And that idea of equal reason was revolutionary and welcome.
But it also progressively destroyed the older ethical tradition. It unbalanced the system of virtues and led to the elevation of enlightenment reason.
The Kantian tradition in ethical philosophy, then, begins with a monomania for Prudence Only-a prudence worthy of Jeremy Bentham and the modern economists. In a not charming sense it is bourgeois. That such intemperate lunacy lies at the heart of the modern and anti-Aristotelian theory of ethics should give pause.
Universal reason gradually lost any sense of particular human lives or actual human dilemmas. It lost any sense of proportion or restraint or balance. In developing something which - at least in theory - could be applicable to intelligent beings on Alpha Centauri, it lost an essential part of what made us human.
"So great has been the influence within contemporary moral philosophy of Hume, Kant and the Utilitarians" (in advocating an egalitarian vision of the universally good person), Stuart Hampshire writes, "that it has been possible to forget that for centuries the warrior and the priest, the landowner and the peasant, the merchant and the craftsman, the musician or poet ... have coexisted in society with sharply distinct dispositions and virtues.... Varied social roles and functions, each with its typical virtues and its particular obligations, have been the normal situation in most societies throughout history.

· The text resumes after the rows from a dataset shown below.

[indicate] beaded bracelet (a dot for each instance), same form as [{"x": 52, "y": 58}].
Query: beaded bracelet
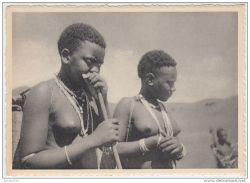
[
  {"x": 142, "y": 146},
  {"x": 67, "y": 156}
]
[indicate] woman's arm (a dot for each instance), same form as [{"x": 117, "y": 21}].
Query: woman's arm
[
  {"x": 35, "y": 130},
  {"x": 122, "y": 113}
]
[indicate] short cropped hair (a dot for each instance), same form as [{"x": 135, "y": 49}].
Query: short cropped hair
[
  {"x": 219, "y": 130},
  {"x": 74, "y": 34},
  {"x": 153, "y": 60}
]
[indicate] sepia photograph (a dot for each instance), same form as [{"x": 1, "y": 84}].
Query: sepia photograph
[{"x": 125, "y": 90}]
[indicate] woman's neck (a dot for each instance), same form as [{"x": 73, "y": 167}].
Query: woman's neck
[
  {"x": 148, "y": 96},
  {"x": 70, "y": 83}
]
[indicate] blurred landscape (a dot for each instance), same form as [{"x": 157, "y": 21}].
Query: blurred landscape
[{"x": 195, "y": 120}]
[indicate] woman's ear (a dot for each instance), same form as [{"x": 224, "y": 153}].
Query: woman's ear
[
  {"x": 65, "y": 55},
  {"x": 150, "y": 79}
]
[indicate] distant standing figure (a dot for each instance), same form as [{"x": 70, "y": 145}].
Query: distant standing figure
[{"x": 226, "y": 154}]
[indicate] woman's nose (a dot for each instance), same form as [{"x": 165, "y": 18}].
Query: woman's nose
[
  {"x": 95, "y": 69},
  {"x": 173, "y": 89}
]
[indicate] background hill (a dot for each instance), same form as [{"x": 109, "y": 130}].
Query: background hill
[{"x": 195, "y": 119}]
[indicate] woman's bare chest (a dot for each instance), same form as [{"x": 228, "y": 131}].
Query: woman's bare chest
[{"x": 146, "y": 123}]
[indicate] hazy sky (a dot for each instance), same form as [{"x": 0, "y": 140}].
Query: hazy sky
[{"x": 203, "y": 44}]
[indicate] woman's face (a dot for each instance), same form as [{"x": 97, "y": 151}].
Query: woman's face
[
  {"x": 164, "y": 81},
  {"x": 88, "y": 57}
]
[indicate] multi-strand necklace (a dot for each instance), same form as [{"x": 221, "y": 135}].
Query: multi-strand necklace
[{"x": 78, "y": 98}]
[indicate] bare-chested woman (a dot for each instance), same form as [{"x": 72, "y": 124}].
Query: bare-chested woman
[
  {"x": 61, "y": 117},
  {"x": 148, "y": 138}
]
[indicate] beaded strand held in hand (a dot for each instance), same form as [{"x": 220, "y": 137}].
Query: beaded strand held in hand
[{"x": 72, "y": 97}]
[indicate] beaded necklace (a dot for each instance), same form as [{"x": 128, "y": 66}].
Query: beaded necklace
[{"x": 78, "y": 107}]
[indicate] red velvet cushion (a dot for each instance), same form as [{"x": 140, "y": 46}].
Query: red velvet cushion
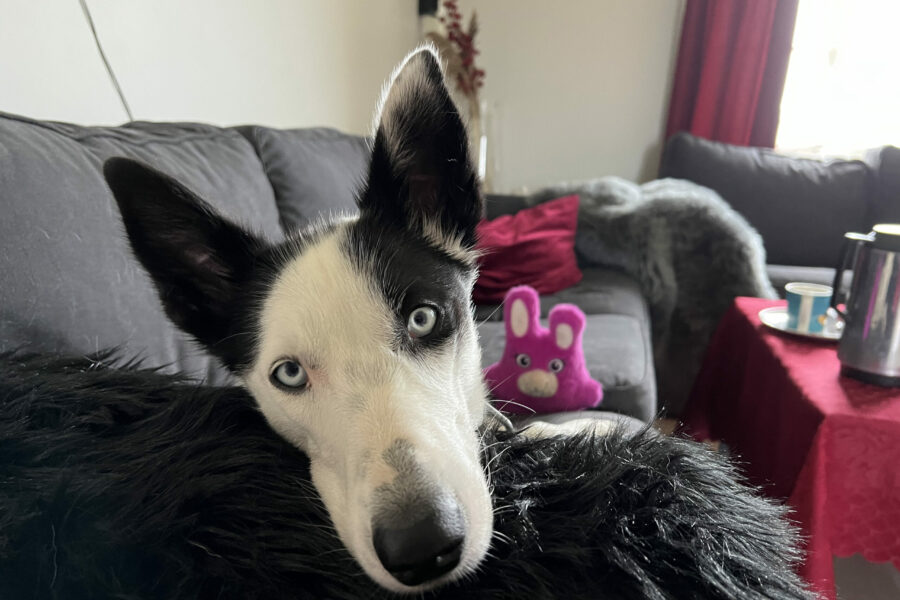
[{"x": 535, "y": 246}]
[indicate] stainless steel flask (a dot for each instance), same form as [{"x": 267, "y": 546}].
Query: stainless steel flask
[{"x": 870, "y": 345}]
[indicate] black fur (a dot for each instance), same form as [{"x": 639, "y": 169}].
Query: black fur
[
  {"x": 124, "y": 483},
  {"x": 420, "y": 165},
  {"x": 206, "y": 269}
]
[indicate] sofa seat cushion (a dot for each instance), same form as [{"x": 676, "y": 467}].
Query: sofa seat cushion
[
  {"x": 617, "y": 345},
  {"x": 69, "y": 281},
  {"x": 316, "y": 172}
]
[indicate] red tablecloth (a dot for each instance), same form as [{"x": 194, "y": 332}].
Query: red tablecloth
[{"x": 829, "y": 445}]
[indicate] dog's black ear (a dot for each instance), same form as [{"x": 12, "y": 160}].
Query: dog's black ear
[
  {"x": 197, "y": 259},
  {"x": 421, "y": 175}
]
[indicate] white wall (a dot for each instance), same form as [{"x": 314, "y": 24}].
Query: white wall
[
  {"x": 285, "y": 63},
  {"x": 581, "y": 86}
]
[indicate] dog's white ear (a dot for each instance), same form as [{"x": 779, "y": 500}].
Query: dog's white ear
[
  {"x": 196, "y": 259},
  {"x": 421, "y": 176}
]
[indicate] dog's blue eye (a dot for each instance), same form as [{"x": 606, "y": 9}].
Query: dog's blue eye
[
  {"x": 290, "y": 374},
  {"x": 421, "y": 321}
]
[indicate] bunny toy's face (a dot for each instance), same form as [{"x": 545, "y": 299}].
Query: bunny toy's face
[
  {"x": 542, "y": 355},
  {"x": 542, "y": 370}
]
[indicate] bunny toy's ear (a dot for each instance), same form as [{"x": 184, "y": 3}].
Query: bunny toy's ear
[
  {"x": 521, "y": 311},
  {"x": 567, "y": 323}
]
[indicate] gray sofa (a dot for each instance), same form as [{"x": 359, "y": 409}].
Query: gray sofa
[
  {"x": 68, "y": 281},
  {"x": 801, "y": 207}
]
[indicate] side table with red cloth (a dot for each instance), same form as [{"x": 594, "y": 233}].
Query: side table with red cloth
[{"x": 827, "y": 444}]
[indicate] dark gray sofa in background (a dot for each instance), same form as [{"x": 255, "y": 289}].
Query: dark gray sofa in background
[
  {"x": 801, "y": 207},
  {"x": 69, "y": 283}
]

The problem, says McCloskey, is there is nothing that grounds the Kantian categorical imperative, the univeralizing maxims. Why would a utility-maximizing being want to be universalistic as opposed to self-interested?
As Philippa Foot put it, Kant went wrong in not realizing that "the evaluation of human action depends ... on essential features of specifically human life."" In fact, as I have noted, the Kantian program is self-contradictory, which among Kantians is judged the worst sin.
Univeralism is not necessarily a good grounding for ethics. Instead, it has to be grounded in actual experience and judgement.
Both Kant and Bentham were sweet but notably inexperienced men. As Mill said of Bentham, "He was a boy to the last. Kant and Bentham had seen little of life. Neither of them had been married or had run a business or had carried a spear in the phalanx.
And in any case, she says, we learn ethics not by universal maxims, but by stories.
Guides to ethical life, to repeat, are achieved mainly through story and example. As Robert Hariman puts it: What to do? One typical [modern] response is to look for rules: what would any rational person do in this situation? ... There was another approach familiar to the classical thinkers, however, which was to look to exemplars: how have other individuals managed situations such as this one?
People ultimately want examples, stories, insights, judgments, dialogue: not maxims.
It has been a three-century long dead end. This is something I've been grasping towards since the beginning of this blog.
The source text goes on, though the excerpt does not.